David Snyder

New Resources on Schools and Communities

Like reading about supporting the whole child and clicking links? You're in luck: today we're rounding up some of the latest additions to the site's extensive Resource Clearinghouse, with a common thread of community involvement. Whether the community is integrated tightly with the school or simply having an effect on kids' lives, it's clear that it takes more than school staff to meet the needs of the whole child. Be sure to check out these hot links:

  • Impact of Community and Youth Organizing on Public School Reform, from the Annenberg Institute for School Reform, looks at organizing efforts by residents of seven urban communities across the country to improve their public schools. It aims to document the organizing campaigns and measure the impact on three critical indictors of education reform: district-level policy, school-level capacity, and student outcomes.

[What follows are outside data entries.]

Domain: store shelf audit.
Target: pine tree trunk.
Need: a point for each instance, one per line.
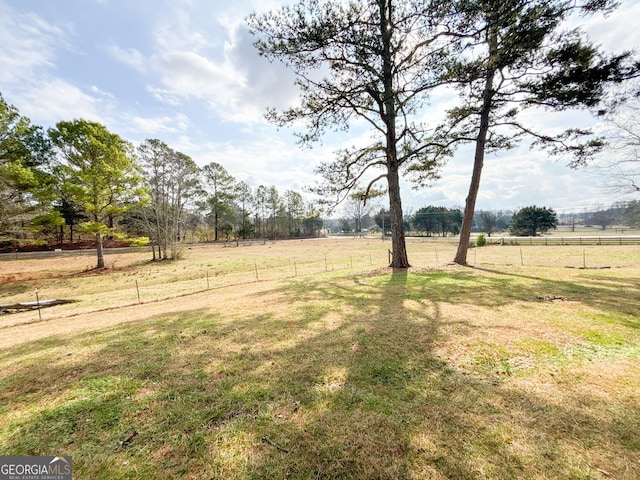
(399, 257)
(478, 161)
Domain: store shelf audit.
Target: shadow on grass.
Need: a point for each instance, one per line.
(344, 384)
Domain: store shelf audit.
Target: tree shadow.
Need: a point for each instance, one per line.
(346, 384)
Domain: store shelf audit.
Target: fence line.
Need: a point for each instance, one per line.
(571, 240)
(207, 280)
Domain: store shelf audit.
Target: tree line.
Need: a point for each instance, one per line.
(80, 178)
(377, 62)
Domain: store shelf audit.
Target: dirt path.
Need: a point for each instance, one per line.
(13, 336)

  • Realizing the Promise of Promise Neighborhoods, from the Bridgespan Group. The U.S. Department of Education is preparing to issue RFPs for planning grants to create Promise Neighborhoods in 20 of the country's poorest communities. This paper discusses the lessons learned from earlier models and how policymakers and community leaders can benefit from this opportunity to break the cycle of intergenerational poverty.

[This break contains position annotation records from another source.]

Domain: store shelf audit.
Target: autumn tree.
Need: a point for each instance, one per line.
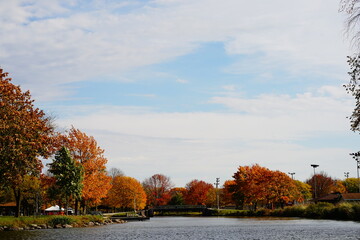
(84, 149)
(115, 172)
(228, 193)
(126, 192)
(304, 191)
(26, 134)
(177, 196)
(68, 175)
(324, 184)
(197, 192)
(157, 188)
(256, 184)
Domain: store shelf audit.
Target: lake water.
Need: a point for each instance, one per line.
(203, 228)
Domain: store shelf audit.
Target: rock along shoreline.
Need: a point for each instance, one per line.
(57, 226)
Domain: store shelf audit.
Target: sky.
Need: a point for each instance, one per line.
(191, 89)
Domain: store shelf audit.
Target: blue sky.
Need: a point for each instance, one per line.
(190, 89)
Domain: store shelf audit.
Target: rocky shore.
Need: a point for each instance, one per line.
(106, 221)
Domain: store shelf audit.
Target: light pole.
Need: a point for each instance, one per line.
(314, 166)
(356, 157)
(217, 182)
(292, 175)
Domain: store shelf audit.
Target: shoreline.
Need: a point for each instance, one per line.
(54, 222)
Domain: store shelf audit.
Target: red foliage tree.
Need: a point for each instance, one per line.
(26, 134)
(157, 188)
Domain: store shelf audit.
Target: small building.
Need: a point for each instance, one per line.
(54, 210)
(8, 209)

  • A Look at Community Schools, from the Center for American Progress, overviews community school strategies in the United States and how community schools can decrease poverty's detrimental effect on students. Using examples of community school initiatives, it highlights where research shows community schools have had the most success. It also reviews England's extended school model and suggests ways the United States can expand community schools based on England's experience.

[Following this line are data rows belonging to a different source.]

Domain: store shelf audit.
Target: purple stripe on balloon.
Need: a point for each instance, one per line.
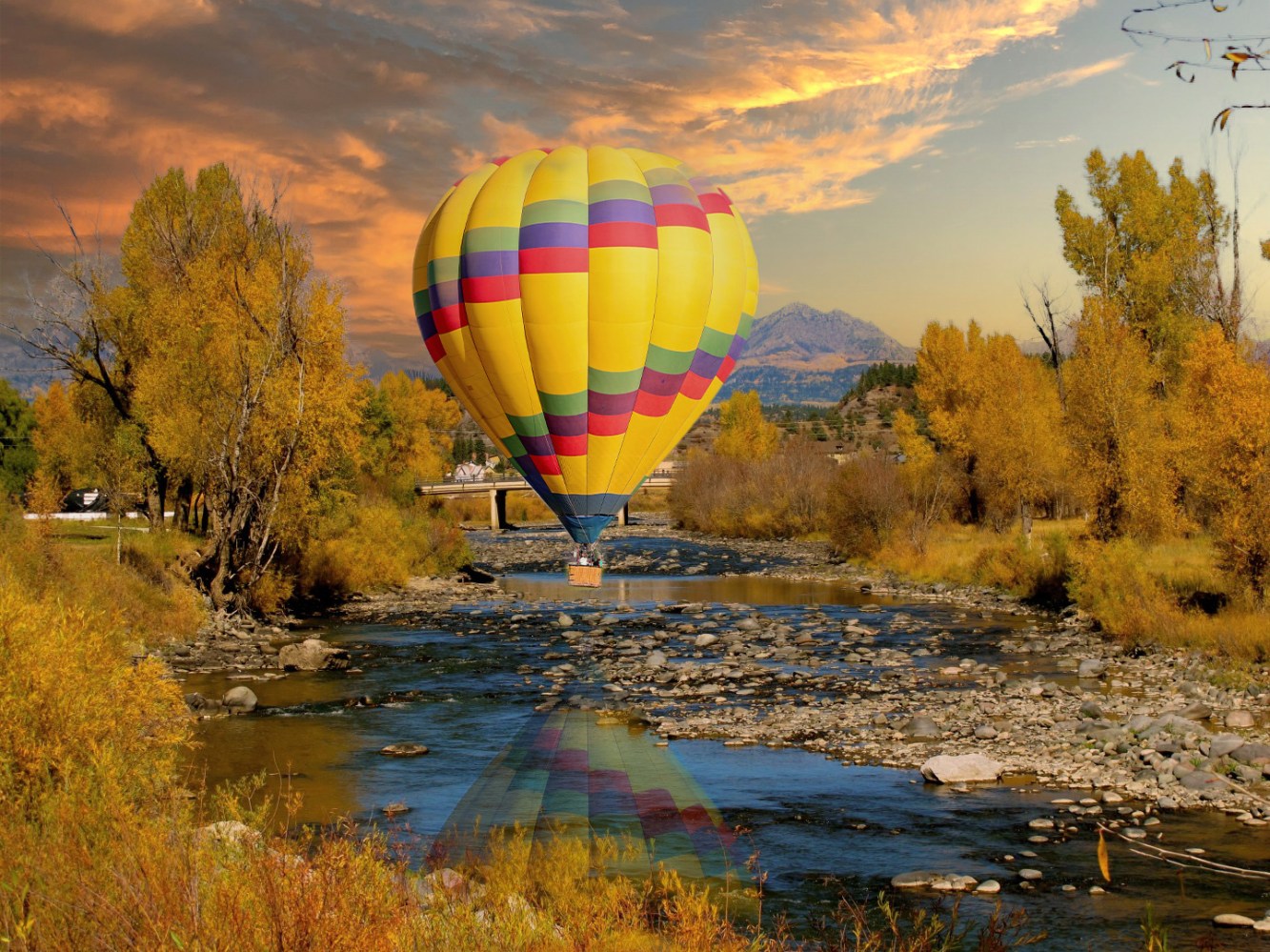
(491, 263)
(621, 210)
(674, 193)
(554, 234)
(705, 364)
(575, 425)
(538, 445)
(445, 294)
(659, 384)
(610, 404)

  • The 4-H Study of Positive Youth Development, from the Institute for Applied Research in Youth Development at Tufts University, shows that youth development programs like 4-H play a special and vital role in the lives of America's young people. Among the findings, 8th graders who participated in 4-H programs at least twice per month scored higher on civic identity and engagement measures and had a greater ability to express opinions on community issues.